What You Need To Know

  • Cottrell is running to raise money for kids around Horse Cave, Kentucky

  • He is running from Los Angeles to Washington, D.C.

  • He will complete his run in 100 days

  • He started May 7, and this isn't his first run

This is Cottrell's 73rd year of running, and he will be completing his fourth trip across the country. He said his passion is for the children. 

"My passion is about children," said Cottrell. "Children in need, because I was one of those little children.”

Cottrell has previously been recognized by the World Chamber of Commerce for his outstanding service and was even nominated for a Nobel Peace Prize. 

Stan Cottrell with a police officer as part of his journey on his Amazing Friendship Run. (Stan Cottrell)

"I made a covenant with myself when I was 12 years old, and I won a blue ribbon, and I liked the feeling of people saying, 'you can sure run fast,' and it was my eureka moment," said Cottrell. "Someone told me, 'if you keep running like this, you might grow up and be a champion.' I didn't know what a champion was, but I wanted to be one.”

Over his running journey, Cottrell has surpassed 270,000 miles. He runs 30 miles a day to complete the cross-country run in 100 days. 

“40% of the children didn't even have a coat the last winter, and I remember laying in bed as a child and shivering like mad," said Cottrell. "We didn't have heat. we had a fireplace and we didn't have running water or any of those kinds of things. So coming this winter, no child in our county will be without a coat.”

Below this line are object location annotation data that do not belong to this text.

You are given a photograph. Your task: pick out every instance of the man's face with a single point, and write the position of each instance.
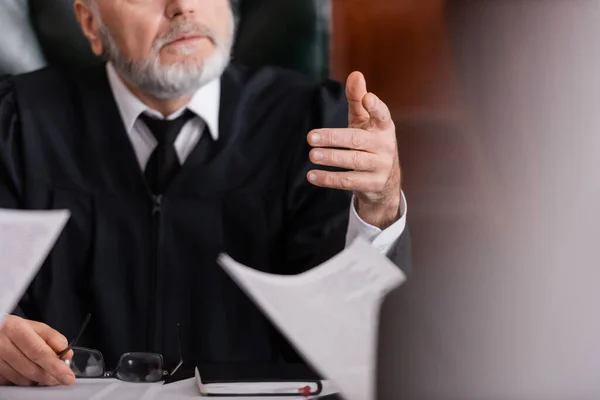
(178, 31)
(167, 48)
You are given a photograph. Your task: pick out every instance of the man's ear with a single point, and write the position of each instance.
(89, 26)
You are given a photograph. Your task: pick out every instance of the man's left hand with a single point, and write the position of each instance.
(368, 150)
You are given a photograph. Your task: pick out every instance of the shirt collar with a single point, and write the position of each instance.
(204, 103)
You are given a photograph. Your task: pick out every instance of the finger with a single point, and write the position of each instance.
(349, 159)
(345, 138)
(354, 181)
(379, 113)
(24, 366)
(30, 342)
(356, 89)
(53, 338)
(12, 376)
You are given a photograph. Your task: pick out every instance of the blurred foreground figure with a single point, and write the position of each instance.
(511, 311)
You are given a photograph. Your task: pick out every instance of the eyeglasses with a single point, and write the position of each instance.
(132, 367)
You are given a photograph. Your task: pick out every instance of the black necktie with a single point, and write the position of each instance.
(164, 163)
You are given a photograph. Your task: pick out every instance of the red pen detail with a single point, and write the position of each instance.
(305, 391)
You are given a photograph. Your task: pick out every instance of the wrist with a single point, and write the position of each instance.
(380, 214)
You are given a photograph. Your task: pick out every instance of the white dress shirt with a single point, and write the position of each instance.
(205, 104)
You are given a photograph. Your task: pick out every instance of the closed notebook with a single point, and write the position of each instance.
(254, 388)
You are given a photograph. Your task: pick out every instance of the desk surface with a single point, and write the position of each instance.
(110, 389)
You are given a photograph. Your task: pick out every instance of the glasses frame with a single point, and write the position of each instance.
(106, 374)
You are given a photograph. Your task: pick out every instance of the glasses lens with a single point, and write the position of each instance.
(87, 363)
(140, 367)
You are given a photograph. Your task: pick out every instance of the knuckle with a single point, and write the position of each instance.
(357, 139)
(364, 162)
(37, 353)
(31, 371)
(334, 137)
(330, 180)
(347, 183)
(11, 325)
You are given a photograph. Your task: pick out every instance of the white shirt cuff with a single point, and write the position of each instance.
(383, 240)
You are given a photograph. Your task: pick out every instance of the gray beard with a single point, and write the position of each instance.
(173, 81)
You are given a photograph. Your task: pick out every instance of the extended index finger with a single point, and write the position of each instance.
(346, 138)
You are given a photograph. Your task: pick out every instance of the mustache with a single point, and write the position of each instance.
(183, 28)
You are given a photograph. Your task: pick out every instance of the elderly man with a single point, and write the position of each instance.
(167, 156)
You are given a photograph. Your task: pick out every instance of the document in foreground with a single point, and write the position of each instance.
(330, 313)
(26, 238)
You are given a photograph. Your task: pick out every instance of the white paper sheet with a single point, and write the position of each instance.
(330, 313)
(85, 389)
(26, 238)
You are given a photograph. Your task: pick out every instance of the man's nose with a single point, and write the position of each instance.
(177, 8)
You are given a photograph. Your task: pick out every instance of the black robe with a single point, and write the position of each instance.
(140, 269)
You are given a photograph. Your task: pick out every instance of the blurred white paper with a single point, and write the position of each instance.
(330, 313)
(26, 238)
(85, 389)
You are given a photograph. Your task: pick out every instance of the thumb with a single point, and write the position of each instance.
(52, 337)
(356, 90)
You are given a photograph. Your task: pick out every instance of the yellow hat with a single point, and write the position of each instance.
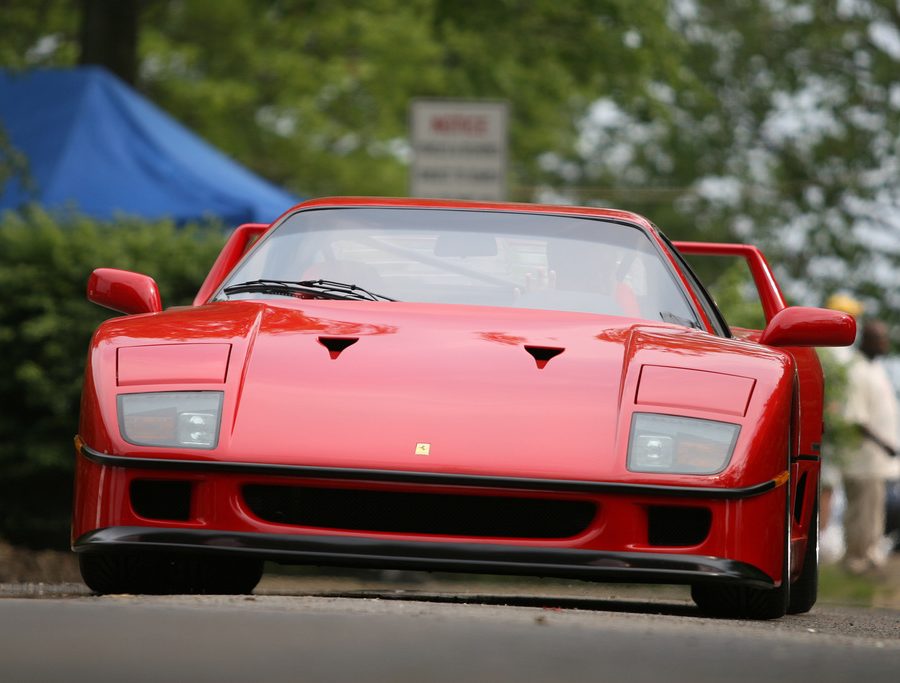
(845, 303)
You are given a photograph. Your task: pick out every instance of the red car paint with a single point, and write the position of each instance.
(371, 397)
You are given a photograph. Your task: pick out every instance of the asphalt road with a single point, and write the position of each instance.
(332, 632)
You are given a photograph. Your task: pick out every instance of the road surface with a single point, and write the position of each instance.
(436, 632)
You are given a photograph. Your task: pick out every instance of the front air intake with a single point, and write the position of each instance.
(669, 525)
(419, 513)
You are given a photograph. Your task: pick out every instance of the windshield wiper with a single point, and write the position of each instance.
(669, 317)
(321, 289)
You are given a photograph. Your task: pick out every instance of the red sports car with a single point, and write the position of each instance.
(447, 385)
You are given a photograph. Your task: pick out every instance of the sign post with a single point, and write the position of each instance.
(459, 149)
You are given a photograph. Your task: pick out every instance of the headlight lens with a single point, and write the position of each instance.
(174, 419)
(679, 445)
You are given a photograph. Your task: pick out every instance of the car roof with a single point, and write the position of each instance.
(421, 203)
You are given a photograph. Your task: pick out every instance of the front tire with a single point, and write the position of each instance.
(153, 574)
(743, 602)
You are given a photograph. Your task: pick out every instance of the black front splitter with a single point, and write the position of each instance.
(482, 558)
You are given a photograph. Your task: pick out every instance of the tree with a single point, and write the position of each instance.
(791, 141)
(109, 36)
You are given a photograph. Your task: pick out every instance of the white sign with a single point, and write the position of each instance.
(459, 149)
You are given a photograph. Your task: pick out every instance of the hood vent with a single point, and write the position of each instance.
(543, 354)
(337, 344)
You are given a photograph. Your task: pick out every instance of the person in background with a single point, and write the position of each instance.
(870, 406)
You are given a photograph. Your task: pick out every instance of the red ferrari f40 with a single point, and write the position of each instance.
(454, 386)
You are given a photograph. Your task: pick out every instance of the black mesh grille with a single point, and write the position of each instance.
(419, 513)
(677, 526)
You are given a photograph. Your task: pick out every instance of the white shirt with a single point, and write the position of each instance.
(871, 402)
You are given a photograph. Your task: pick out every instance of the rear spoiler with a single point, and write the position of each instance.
(770, 294)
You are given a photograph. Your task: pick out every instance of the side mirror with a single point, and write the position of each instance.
(124, 291)
(805, 326)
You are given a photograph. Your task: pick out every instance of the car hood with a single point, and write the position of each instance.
(432, 388)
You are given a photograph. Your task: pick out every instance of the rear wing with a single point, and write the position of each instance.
(770, 294)
(236, 246)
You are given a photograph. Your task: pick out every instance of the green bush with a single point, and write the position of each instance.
(45, 327)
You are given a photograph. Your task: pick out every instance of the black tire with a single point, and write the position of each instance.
(805, 589)
(165, 575)
(744, 602)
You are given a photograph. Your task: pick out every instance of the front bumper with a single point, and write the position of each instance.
(742, 545)
(430, 556)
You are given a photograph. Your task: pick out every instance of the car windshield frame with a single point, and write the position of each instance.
(589, 229)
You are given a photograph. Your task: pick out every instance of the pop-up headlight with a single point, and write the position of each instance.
(174, 419)
(679, 445)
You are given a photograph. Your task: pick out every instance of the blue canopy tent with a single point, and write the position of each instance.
(95, 145)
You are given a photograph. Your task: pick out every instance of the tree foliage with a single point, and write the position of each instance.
(45, 326)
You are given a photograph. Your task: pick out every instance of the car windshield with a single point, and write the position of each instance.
(491, 258)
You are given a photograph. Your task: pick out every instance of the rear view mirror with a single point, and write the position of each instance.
(805, 326)
(124, 291)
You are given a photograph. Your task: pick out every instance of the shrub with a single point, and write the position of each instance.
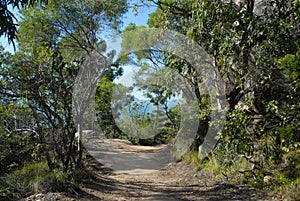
(36, 177)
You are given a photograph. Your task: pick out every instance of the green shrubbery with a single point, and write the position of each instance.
(35, 178)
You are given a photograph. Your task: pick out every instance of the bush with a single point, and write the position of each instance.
(36, 177)
(6, 192)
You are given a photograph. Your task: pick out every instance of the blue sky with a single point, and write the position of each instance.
(140, 19)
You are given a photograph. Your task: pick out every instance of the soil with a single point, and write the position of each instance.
(125, 172)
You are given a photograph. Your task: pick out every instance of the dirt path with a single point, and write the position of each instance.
(148, 173)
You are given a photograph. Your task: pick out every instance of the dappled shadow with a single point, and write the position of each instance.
(111, 185)
(127, 158)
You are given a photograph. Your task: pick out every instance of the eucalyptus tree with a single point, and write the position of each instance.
(54, 41)
(243, 39)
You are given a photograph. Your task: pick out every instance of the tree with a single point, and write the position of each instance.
(42, 72)
(7, 17)
(243, 39)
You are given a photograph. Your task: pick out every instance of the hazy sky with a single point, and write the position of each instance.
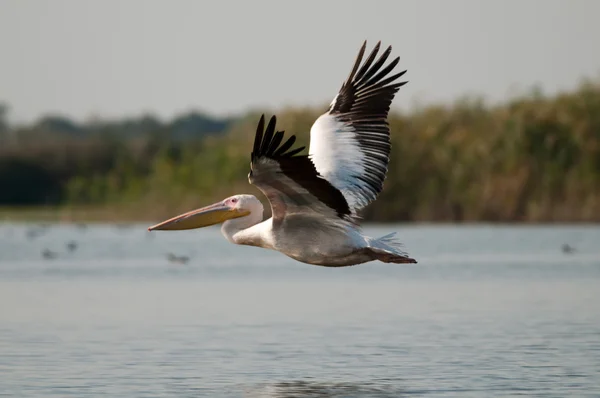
(122, 58)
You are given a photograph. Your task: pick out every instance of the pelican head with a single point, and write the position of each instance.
(228, 209)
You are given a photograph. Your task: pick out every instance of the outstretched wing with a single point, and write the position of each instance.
(350, 144)
(290, 181)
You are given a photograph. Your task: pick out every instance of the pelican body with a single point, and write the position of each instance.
(315, 198)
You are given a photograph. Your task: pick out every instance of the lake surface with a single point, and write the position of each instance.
(488, 311)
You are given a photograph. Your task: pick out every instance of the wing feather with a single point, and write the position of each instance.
(291, 181)
(350, 144)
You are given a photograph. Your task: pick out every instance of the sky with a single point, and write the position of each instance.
(112, 59)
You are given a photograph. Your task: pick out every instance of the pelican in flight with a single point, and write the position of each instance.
(315, 198)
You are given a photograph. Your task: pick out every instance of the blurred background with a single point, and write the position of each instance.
(140, 110)
(115, 115)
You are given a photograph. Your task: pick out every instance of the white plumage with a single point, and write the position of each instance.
(315, 198)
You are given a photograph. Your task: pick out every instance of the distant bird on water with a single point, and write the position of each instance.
(315, 198)
(71, 245)
(177, 259)
(49, 254)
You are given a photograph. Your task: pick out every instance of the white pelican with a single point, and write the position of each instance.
(315, 198)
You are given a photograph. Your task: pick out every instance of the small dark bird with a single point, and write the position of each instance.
(72, 245)
(49, 254)
(177, 259)
(568, 249)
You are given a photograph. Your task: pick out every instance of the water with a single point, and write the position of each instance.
(488, 311)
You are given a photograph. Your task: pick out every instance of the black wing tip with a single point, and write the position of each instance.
(269, 143)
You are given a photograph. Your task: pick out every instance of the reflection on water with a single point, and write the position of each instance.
(488, 311)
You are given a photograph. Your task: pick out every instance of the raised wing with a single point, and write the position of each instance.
(290, 181)
(350, 144)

Cottrell is proud of his roots and wants to continue to inspire people to make a difference in their lives. He is raising money through various sponsorships topping $100,000. He even ran through his home state and county on July 12.

“It's a biblical term before you can go out Judea and Samaria take care of what is going on right in your own community," said Cottrell. "There are things that need to be fixed, and I just want to be involved.”